Mumford explica assim que: “…as diferenças operativas entre o subúrbio contemporâneo e a grande cidade tornam-se cada vez mais minúsculas, pois naqueles ambientes aparentemente diferentes, a realidade tem sido gradativamente reduzida àquilo que é filtrado da tela do televisor.” (Mumford 1998, 536)


Ana Ruepp

A FORÇA DO ATO CRIADOR

 

O espaço urbano e o encontro do eu mais profundo.

 

‘A cidade favorece a arte, é a própria arte.’, Lewis Mumford

 

Giulio Carlo Argan, em ‘História da Arte como História da Cidade’, declara que a arte pode revelar a experiência urbana individual real. Diz ainda que Gaston Bachelard (no livro ‘The Poetics of Space’) ao estudar a casa da infância constrói um modelo sobre o qual se funda grande parte da psicologia individual – isto é, um modelo onde se constroem as imagens mais profundas de espaço e de tempo.

 

Desde muito cedo, a arquitetura (real ou imaginada) é motivo de pintura. A presença da arquitetura permite situar o homem no seu contexto temporal, social, político, histórico, moral e sensível.

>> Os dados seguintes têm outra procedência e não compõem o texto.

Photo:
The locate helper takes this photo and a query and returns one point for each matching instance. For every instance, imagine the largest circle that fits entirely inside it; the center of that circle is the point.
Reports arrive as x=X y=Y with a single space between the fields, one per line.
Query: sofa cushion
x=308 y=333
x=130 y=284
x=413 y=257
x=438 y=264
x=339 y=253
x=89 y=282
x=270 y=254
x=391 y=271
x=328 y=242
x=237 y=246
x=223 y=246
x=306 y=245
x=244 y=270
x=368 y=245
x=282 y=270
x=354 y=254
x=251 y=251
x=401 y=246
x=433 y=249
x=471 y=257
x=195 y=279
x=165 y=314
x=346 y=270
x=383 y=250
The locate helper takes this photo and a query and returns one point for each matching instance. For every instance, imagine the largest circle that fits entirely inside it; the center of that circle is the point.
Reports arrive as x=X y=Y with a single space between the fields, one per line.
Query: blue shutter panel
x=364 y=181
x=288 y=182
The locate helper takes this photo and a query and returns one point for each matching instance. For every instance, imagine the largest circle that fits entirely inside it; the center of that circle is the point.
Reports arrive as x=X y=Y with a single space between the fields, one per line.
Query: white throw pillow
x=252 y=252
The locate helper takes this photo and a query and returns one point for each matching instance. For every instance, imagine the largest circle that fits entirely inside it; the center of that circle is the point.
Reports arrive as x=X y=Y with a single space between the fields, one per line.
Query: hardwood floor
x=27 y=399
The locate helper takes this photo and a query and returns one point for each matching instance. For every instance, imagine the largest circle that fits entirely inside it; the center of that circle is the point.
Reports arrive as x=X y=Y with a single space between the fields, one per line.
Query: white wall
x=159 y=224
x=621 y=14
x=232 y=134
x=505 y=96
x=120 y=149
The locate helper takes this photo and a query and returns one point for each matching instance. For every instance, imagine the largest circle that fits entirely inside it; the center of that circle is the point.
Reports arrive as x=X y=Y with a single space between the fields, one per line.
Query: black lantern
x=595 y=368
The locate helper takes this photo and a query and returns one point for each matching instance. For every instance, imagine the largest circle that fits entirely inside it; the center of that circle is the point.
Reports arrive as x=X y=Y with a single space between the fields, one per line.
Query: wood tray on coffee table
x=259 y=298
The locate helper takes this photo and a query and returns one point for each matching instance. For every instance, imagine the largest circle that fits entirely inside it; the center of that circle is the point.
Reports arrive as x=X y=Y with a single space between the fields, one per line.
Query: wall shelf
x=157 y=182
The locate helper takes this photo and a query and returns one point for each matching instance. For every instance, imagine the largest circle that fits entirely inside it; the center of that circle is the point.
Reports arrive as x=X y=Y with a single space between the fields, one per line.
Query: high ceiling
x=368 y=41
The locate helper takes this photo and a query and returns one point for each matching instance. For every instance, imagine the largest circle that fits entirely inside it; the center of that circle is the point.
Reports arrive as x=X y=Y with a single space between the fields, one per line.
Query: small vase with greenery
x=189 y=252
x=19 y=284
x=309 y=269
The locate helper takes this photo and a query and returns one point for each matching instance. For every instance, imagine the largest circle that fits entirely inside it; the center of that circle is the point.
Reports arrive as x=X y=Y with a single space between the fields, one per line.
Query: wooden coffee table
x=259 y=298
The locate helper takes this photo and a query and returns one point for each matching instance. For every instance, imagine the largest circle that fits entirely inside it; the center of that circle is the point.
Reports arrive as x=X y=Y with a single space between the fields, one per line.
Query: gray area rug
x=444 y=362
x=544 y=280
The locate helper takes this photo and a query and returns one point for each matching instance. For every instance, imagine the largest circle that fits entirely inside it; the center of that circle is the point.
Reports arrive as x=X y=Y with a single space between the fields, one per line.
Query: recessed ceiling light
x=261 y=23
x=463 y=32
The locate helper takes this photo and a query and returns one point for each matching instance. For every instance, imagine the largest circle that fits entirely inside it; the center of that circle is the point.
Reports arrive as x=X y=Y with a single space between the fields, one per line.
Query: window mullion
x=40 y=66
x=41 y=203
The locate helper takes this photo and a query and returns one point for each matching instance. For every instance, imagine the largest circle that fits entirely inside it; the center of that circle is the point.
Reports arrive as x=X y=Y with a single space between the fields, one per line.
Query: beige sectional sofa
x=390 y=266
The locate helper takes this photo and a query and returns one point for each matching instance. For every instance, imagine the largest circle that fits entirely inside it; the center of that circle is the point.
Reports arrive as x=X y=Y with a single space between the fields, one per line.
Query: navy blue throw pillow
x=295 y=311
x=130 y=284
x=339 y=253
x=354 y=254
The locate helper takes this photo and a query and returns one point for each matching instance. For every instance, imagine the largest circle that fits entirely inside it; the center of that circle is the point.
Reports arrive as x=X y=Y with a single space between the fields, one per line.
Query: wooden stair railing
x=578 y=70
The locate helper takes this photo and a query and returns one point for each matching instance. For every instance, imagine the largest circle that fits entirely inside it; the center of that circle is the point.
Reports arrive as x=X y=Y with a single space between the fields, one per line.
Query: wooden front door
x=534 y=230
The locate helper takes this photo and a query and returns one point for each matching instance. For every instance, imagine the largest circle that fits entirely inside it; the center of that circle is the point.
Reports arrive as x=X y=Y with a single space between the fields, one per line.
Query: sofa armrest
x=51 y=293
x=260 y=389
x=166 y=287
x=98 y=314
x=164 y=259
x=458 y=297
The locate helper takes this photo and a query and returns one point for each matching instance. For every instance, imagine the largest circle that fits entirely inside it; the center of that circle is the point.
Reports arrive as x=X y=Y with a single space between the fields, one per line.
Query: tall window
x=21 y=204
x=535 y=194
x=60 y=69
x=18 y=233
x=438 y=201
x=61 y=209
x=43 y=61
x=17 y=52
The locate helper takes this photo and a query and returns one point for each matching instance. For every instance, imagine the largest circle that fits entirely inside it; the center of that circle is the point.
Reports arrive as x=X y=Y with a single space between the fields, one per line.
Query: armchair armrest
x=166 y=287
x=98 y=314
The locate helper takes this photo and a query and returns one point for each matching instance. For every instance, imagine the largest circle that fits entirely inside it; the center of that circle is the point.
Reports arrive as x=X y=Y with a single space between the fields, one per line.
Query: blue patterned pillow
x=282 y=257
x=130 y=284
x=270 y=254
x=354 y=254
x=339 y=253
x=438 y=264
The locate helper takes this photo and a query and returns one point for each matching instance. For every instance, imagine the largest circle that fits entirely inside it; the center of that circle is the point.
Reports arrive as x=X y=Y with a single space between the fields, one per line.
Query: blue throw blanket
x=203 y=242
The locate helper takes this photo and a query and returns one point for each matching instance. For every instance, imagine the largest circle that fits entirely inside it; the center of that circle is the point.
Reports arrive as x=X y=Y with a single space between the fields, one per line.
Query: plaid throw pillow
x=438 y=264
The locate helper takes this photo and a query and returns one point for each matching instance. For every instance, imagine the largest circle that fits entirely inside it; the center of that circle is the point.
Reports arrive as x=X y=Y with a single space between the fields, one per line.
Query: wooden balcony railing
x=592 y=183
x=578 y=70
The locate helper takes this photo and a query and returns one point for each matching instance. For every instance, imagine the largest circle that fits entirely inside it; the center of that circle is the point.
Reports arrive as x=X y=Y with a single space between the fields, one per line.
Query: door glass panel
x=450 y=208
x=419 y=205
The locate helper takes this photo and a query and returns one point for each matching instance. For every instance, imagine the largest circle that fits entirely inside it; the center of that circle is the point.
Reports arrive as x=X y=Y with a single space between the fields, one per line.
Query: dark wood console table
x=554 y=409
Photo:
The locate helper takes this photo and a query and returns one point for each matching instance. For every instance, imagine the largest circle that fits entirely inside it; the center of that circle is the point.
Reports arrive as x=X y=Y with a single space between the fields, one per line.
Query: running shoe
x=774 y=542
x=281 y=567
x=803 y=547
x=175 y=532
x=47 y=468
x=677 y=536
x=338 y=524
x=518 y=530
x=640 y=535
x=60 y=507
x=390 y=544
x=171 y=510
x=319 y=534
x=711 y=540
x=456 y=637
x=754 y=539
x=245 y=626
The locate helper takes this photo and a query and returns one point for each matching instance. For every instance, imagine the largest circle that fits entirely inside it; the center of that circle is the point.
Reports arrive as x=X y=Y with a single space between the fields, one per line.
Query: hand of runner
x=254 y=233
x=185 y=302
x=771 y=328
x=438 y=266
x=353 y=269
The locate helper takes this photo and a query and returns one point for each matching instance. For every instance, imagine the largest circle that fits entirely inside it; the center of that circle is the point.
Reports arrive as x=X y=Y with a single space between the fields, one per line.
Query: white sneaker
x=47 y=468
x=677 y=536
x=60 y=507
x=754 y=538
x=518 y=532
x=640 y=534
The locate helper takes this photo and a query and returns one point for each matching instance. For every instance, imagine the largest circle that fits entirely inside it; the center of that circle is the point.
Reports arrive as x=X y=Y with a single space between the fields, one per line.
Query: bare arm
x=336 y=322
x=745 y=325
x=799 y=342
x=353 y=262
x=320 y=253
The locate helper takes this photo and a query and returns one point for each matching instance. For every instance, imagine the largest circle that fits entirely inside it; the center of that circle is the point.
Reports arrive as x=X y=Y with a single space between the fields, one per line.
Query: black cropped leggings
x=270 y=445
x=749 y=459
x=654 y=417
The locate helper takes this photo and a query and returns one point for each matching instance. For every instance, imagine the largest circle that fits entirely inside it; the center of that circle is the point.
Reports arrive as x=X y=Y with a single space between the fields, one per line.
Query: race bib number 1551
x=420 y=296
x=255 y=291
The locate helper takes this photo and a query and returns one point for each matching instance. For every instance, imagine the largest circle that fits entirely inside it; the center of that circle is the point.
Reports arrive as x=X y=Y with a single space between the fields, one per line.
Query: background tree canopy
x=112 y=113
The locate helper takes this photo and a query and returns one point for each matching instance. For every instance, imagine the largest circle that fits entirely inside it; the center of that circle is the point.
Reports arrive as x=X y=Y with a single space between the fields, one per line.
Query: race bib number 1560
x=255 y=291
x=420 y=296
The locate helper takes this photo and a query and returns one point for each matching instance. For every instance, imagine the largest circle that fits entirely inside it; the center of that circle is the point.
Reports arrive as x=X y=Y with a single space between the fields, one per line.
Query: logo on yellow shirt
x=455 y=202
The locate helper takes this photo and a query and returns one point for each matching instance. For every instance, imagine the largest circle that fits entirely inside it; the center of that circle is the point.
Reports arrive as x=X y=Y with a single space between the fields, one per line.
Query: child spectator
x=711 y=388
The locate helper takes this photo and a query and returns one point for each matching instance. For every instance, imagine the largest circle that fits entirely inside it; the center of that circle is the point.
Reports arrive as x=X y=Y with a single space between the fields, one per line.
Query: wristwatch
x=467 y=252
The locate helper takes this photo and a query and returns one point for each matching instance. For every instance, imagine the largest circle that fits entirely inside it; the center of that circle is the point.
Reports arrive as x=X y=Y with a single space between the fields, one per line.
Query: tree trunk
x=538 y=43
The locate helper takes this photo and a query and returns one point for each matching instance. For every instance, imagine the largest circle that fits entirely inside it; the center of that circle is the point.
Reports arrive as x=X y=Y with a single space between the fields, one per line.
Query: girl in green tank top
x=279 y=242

A propósito da exposição ‘Building the picture: Architecture in Italian Renaissance Painting.’, que esteve patente na National Gallery em Londres, em 2014, Peter Zumthor em entrevista afirma que os objetos arquitetónicos são de facto sempre concretos e nunca abstratos porém têm de ter a forma de uma alma.

 

Neste contexto, o espaço arquitetónico (no qual também está incluído o espaço urbano) é entendido como um campo de mútua interação entre a esfera espiritual e a esfera física. Segundo Argan, o espaço urbano é por excelência um espaço visual. E por isso, existe uma infinita variedade de valores simbólicos que os dados visuais do contexto urbano podem assumir em cada indivíduo. E a arte existe como modo de acentuar a memória, a identidade, o tempo e o lugar do homem. E assim ajudar na construção da alma da cada indivíduo.

 

O conceito de espaço arquitetónico - ideal (abstrato, puro) e real (físico, vivencial) – aproxima-se da arte. O homem é o elemento central da arquitetura. A arquitetura é uma disciplina que tem a capacidade de cruzar o sensível com o inteligível, o corpo e o mundo, a intuição e racionalidade. E da relação e do entendimento do homem com o espaço pode surgir o encontro com o seu eu mais profundo.

 

No texto ‘Walking’ de James Hillman, a cidade é, por excelência lugar de reflexão. É manifesto de profundidade, onde perceção se confronta com sensação. A realidade é, segundo Hillman, construtora do eu. Em períodos de maior perturbação psicológica, andar pode atuar como terapia. Andar permite o fluir dos pensamentos, a clarificação das ideias, o encontro com o princípio da vida (‘As we walk, we are in the world, finding ourselves in a particular space. If we cannot walk, where will the mind go?’). Mas pode a cidade permitir esta cura psicológica? A cidade tem de oferecer desafios para a alma, implicando descobertas sucessivas – ‘When we no longer walk, what happens to the soul? I am as I move’ ‘…the foot should never travel to it by the same path which the eye has travelled over before…’ ‘…stopping the progress of the walk, forcing the foot to turn and the mind to reflect’.

 

James Hillman propõe resolver os mistérios da natureza humana. A vida humana segue uma imagem particular – o Homem tem um destino, tem um fazer e um ser individual que pertence à espírito e não ao corpo. O Homem não consegue descobrir a extensão da sua alma, tão profunda é a sua natureza. Do que o Homem fizer na sua vida dependerá que se torne ‘alma pura’.

 

A inspiração é o encontro absoluto do Homem consigo próprio. O movimento das coisas do mundo aparentemente simples leva ao fundo do ser. Essas coisas têm de aceitar as projeções do Homem, experimentar sentimentos, recordações e intenções. Precisam de subjetividade e profundidade para que se associem à procura do Homem pela sua alma. Para que a cidade pertença ao Homem tem de se tornar identificável e permitir o fluir do conhecimento do eu (lugar de reflexão) através do confronto com os outros (lugar de relações humanas). A cidade ao ser objeto identificável pode ser construtora da alma.